From my extensive study of leaf characters, I have seen many examples of continuous variation that would be best explained by gradual evolution, while I have also seen many examples of different character combinations involving habit, phyllotaxy, seed shape, and leaf anatomical features that indicate frequent hybridization (Spjut submitted).  In flowering plants, the evolution of vicarious species is often attributed to cyclic climatic changes as glaciers advanced and retreated during the past 2.5 million years (e.g., Prance 1982); in Taxus such changes may have done more to promote hybridization between formerly distinct species. Evidence for such hybrids has been reported in other conifers, e.g., Picea rubens Sarg. and P. mariana (Mill.) Britton, Sterns & Poggenb. (Bobola et al. 1996), Picea glauca (Moench) Voss, and P. engelmannii Parry ex Engelm. (Wilkinson et al. 1971), and species of Pinus (Axelrod 1986).

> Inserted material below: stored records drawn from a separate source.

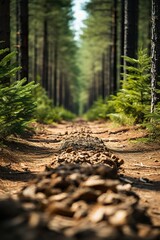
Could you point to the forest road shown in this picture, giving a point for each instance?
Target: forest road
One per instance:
(80, 180)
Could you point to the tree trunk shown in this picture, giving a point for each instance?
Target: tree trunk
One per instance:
(114, 50)
(103, 77)
(131, 28)
(122, 42)
(18, 38)
(55, 72)
(4, 31)
(45, 56)
(24, 38)
(35, 56)
(5, 23)
(155, 51)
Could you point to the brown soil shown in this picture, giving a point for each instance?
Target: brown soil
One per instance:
(22, 159)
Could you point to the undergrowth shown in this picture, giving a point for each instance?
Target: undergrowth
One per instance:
(46, 112)
(17, 103)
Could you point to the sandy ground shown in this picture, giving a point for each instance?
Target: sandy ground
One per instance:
(22, 159)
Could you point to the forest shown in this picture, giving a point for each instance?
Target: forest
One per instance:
(111, 72)
(79, 120)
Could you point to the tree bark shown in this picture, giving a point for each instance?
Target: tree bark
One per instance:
(55, 72)
(24, 38)
(155, 54)
(5, 23)
(45, 56)
(131, 28)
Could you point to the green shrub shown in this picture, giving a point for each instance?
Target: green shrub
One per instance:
(99, 110)
(46, 113)
(132, 101)
(17, 103)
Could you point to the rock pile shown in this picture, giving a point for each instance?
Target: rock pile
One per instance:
(78, 197)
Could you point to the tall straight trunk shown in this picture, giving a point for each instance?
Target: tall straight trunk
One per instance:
(103, 77)
(131, 28)
(35, 56)
(45, 55)
(4, 31)
(55, 72)
(5, 23)
(61, 86)
(18, 38)
(122, 42)
(24, 38)
(115, 47)
(155, 51)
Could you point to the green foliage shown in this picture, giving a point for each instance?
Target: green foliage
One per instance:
(17, 103)
(132, 101)
(99, 110)
(46, 113)
(6, 68)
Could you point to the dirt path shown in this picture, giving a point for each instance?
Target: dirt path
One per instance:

Recently, Manchester (1994) described T. masonii from seed in Middle Eocene deposits of Oregon. It was distinguished from seed of extant species by the lenticular shape, which might be compared to that of T. chinensis and English yew. Another extinct species, T. engelhardtii Kvaček (1986), from a late Oligocene deposit in Bohemia (Czech Republic), is similar to extant T. mairei in phyllotaxy and to T. chinensis in leaf anatomy; however, rare extant specimens of Taxus from China also show these combined features. The taxonomic differences in species of Taxus described below are believed to have evolved before the Miocene (5+ mya) based upon comparative morphological data for extant plants on North America, Europe, and Asia (Spjut 1993, 1998a, 2000a, b, c), and the occurrence of T. canadensis in North America, Europe, and W Asia (Spjut 2000a, b, c).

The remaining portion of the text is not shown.